What is the difference between injection through the constructor and injection through field annotations with Guice?


I have the below code to do dependency injection using Guice. The first one is using constructor injection while the other one is adding @Inject directly above the field. Is there any difference between these two ways? It seems that constructor injection is recommended on the Guice official website.

class BillingService {
    private final CreditCardProcessor processor;
    private final TransactionLog transactionLog;

    @Inject
    BillingService(CreditCardProcessor processor, TransactionLog transactionLog) {
        this.processor = processor;
        this.transactionLog = transactionLog;
    }
    ...
}

And:

class BillingService {
    @Inject
    private final CreditCardProcessor processor;
    @Inject
    private final TransactionLog transactionLog;
    BillingService() {

    }
    ...       
}

Solution

  • The differences I would point:

    • without constructor injection you won't be able to use the final modifier, i.e. your code above won't compile.

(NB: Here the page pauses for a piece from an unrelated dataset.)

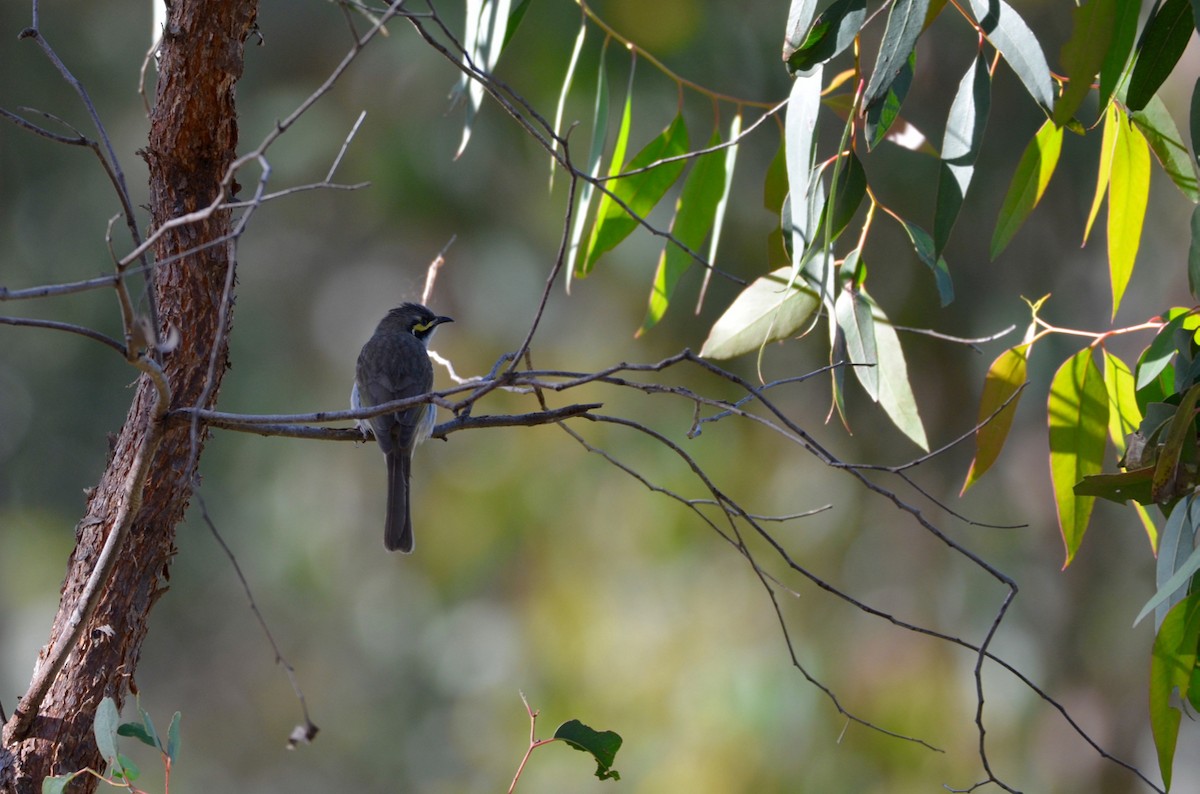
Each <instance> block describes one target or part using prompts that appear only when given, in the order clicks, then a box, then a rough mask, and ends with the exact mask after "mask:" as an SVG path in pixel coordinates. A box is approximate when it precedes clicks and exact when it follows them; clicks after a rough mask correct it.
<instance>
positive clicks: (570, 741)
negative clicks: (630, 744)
mask: <svg viewBox="0 0 1200 794" xmlns="http://www.w3.org/2000/svg"><path fill="white" fill-rule="evenodd" d="M554 739H562V740H563V741H565V742H566V744H569V745H570V746H572V747H575V748H576V750H581V751H583V752H586V753H590V754H592V757H593V758H595V760H596V777H599V778H600V780H608V778H612V780H620V774H618V772H617V770H616V769H613V768H612V764H613V762H614V760H616V759H617V751H618V750H620V744H622V741H623V740H622V738H620V734H618V733H616V732H612V730H595V729H594V728H589V727H588V726H586V724H583V723H582V722H580V721H578V720H568V721H566V722H564V723H563V724H560V726H558V730H556V732H554Z"/></svg>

Commenting the advantages of final members is off-topic here.
    • with constructor injection all dependencies are kind of mandatory. You won't be able to instantiate the class without knowing about each declared dependency.
    • writing test cases with constructor injection might be easier (see the answer of The111).
    • there is another type of DI - setter injection - which can be more naturally mixed with constructor injection (e.g. for separating mandatory and optional dependencies).